Publié le 10 octobre 2012 à 19h22 Temps de Lecture 3 min.

Ils sont partout. Et même s'ils n'appartiennent officiellement pas à la grande famille du vivant, l'étude des virus est une des dernières frontières dans l'exploration biologique de la Terre, tant leurs interactions avec les plantes, les animaux ou les bactéries sont importantes, au point qu'on les retrouve même dans le matériel génétique de ces organismes. Ils sont partout et l'on se souvient, au moment de la grande panique de la grippe A (H1N1) de 2009, de cette course aux masques de protection : parce que si on peut se laver les mains, nettoyer fréquemment les objets du quotidien, briquer les poignées de portes, il est un peu plus compliqué de récurer l'atmosphère. Mais pour répondre à la question "combien de virus inhale-t-on chaque minute ?", encore faudrait-il savoir quelles sont la taille et les caractéristiques de cette population invisible présente dans l'air qui nous entoure.

Peu de recherches ont été effectuées sur l'écologie microbienne de l'air, la manière dont les communautés virales évoluent au fil du temps et interagissent avec leur environnement. Notamment parce qu'il était jusqu'ici techniquement ardu de réaliser des comptages et des identifications fiables d'éléments inférieurs au micromètre. Avec l'avènement des technologies de la métagénomique, ces difficultés sont en train de s'atténuer. La métagénomique, c'est un procédé qui consiste à étudier le contenu d'un milieu naturel donné (un litre d'eau de mer, un échantillon de sol, de fèces humaines, etc.) à partir des génomes qu'on y trouve. Et donc, dans un article paru dans le numéro d'août du Journal of Virology, une équipe sud-coréenne vient de faire la première analyse métagénomique de l'atmosphère au niveau du sol.

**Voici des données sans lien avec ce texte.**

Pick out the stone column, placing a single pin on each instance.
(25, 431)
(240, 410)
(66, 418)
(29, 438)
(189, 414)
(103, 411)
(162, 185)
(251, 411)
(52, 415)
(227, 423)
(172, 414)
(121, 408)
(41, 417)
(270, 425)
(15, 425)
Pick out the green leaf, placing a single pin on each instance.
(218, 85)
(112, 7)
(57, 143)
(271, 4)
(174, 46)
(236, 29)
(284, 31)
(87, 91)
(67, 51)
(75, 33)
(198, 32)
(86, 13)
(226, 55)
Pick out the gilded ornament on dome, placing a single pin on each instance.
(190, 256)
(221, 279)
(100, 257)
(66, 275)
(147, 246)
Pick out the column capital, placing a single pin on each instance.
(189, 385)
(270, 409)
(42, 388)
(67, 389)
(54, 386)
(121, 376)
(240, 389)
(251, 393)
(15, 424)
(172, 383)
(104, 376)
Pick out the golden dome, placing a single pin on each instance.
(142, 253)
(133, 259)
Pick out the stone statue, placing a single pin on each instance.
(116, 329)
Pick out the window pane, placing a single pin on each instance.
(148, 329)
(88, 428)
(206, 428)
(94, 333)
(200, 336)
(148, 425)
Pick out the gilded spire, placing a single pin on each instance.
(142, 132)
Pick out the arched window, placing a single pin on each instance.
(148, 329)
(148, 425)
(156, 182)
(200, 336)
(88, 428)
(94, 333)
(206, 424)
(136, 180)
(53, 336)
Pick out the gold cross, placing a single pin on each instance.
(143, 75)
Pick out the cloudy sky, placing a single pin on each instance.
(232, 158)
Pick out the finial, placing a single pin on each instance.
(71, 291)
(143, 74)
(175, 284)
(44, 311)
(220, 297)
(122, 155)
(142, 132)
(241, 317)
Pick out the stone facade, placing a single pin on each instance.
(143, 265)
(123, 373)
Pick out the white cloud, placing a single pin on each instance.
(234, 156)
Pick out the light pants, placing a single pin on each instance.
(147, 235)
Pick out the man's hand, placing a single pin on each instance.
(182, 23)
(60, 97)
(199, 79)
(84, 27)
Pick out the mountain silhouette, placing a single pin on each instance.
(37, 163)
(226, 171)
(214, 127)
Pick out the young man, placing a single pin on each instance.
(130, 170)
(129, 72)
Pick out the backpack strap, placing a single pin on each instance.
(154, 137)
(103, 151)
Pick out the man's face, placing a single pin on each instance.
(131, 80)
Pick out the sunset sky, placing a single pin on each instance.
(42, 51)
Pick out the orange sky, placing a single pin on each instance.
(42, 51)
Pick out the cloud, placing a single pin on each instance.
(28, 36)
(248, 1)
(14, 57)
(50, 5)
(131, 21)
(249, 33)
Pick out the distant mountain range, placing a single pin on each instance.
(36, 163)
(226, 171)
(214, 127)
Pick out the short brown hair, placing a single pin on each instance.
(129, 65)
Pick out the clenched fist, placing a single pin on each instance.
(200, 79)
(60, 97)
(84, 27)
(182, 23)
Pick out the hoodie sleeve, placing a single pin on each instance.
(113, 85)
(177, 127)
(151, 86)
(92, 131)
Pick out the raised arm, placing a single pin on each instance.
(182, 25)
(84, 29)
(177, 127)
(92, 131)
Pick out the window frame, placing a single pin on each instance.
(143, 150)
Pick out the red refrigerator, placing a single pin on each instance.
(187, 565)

Sachant que les conditions extérieures (comme la température, l'humidité, la luminosité mais aussi l'exploitation du terrain par l'homme) peuvent influer sur les virus, ces chercheurs ont, plusieurs mois durant, travaillé sur trois sites différents : un quartier résidentiel de Séoul, une forêt et un complexe industriel. Leur expérimentation consistait à capturer, dans un piège constitué d'une sorte de filtre liquide, tous les éléments inférieurs au micromètre, à les nettoyer, à en extraire l'ADN et à comparer les séquences obtenues avec des banques de données virales. Résultat : dans un mètre cube d'air, on trouve entre 1,7 et 40 millions de virus ! Pour les bactéries, la fourchette est plus basse : entre 860 000 et 11 millions d'individus par mètre cube. Contrairement à ce que l'on pourrait imaginer, la largeur des fourchettes n'est pas liée aux sites de collecte mais aux saisons auxquelles les relevés ont été effectués. Le nombre de virus présents dans l'atmosphère a monté pendant l'hiver, atteignant un pic en janvier, et a ensuite chuté à l'approche du printemps.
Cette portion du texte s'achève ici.